A new Deloitte report, The Journey to Government’s Digital Transformation, shows 80% of the more than 200 Australian government officials surveyed felt their digital capabilities were behind those of the private sector.
However, 43% say their leadership understood digital trends and technologies, and 80% say digital technologies and capabilities enable employees at their organisations to work better with customers/citizens.
Globally the survey found nearly 70% of those surveyed believed their organisation’s digital capabilities were behind the private sector.
Fran Thorn, Deloitte Australia national public sector and healthcare leader, says Australia’s public sector has been ‘fairly good’ at moving to digitise many customer transactions.
“Our governments have come a long way in terms of their commitment to digital transformation,” Thorn says.
“The federal government has certainly demonstrated it is serious about digital, with the recent establishment of its national Digital Transformation Office,” she notes.

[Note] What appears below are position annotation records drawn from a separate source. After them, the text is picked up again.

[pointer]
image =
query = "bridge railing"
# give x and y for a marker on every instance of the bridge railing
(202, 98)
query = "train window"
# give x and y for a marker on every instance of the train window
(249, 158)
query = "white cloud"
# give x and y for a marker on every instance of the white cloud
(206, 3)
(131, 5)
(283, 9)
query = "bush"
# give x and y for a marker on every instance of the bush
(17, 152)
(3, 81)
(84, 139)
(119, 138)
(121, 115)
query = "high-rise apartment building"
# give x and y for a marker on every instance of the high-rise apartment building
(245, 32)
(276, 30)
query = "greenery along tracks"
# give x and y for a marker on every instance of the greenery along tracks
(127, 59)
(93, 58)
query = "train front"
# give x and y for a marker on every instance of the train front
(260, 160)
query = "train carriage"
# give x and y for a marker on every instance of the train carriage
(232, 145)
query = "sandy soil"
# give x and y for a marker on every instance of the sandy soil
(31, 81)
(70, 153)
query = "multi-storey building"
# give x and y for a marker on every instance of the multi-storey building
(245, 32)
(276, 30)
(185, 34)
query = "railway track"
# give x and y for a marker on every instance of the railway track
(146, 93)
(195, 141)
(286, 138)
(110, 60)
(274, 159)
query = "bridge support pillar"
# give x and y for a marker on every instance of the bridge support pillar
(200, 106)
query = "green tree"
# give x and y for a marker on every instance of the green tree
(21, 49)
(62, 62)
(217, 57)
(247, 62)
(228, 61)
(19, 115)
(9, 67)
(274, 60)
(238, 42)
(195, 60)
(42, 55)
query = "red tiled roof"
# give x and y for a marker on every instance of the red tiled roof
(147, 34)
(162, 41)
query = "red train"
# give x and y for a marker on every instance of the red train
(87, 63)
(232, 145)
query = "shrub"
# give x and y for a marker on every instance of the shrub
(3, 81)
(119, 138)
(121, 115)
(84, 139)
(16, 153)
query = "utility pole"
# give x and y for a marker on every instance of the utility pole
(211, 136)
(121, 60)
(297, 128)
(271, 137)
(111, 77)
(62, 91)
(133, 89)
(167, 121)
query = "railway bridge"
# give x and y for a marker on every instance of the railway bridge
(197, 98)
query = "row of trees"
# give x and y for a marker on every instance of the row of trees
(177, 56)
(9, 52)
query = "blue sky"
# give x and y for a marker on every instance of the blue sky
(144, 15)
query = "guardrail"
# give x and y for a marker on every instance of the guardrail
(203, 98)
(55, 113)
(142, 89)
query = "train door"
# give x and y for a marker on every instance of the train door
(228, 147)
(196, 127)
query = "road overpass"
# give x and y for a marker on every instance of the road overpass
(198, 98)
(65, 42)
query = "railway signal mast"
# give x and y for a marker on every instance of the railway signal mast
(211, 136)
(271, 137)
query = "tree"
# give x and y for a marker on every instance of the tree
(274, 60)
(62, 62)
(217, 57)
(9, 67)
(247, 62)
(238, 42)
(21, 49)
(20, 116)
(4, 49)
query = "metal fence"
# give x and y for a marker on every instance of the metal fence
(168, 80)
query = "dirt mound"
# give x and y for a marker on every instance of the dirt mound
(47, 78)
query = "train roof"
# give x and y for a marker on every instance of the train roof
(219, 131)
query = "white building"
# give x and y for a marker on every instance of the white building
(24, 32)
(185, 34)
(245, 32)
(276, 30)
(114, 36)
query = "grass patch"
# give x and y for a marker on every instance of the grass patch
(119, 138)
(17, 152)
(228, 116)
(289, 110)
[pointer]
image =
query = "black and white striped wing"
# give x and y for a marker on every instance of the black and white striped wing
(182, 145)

“But there is also a very compelling argument for more to be done in terms of driving the development and uptake of digital, both in terms of improved access to services and the provision of services at lower cost.”
Thorn says public sector organisations at the forefront of using digital technologies tend to share a number of common characteristics, including a clear digital strategy, digitally savvy leadership, a workforce with the skills to realise their digital strategy, user-focused design and a culture conducive to digital transformation.
However, she says most Australian organisations are using pilots for digital implementation, a deviation from the more pervasive ‘top down from central senior leadership team’ approach.
Respondents cited insufficient funding, too many competing priorities and a lack of overall strategy, as barriers to greater adoption of digital transformation.
Thorn says to accelerate digital transformation, public sector leaders should focus on having a clear coherent digital strategy, being user-centric, having a strong digital-first culture and the right tech-savvy workforce skills, as well as the right approach to procurement and supplier relationships.
“Australia has achieved a lot when it comes to innovation and digital engagement with customers, but we are still at a developing stage,” she says.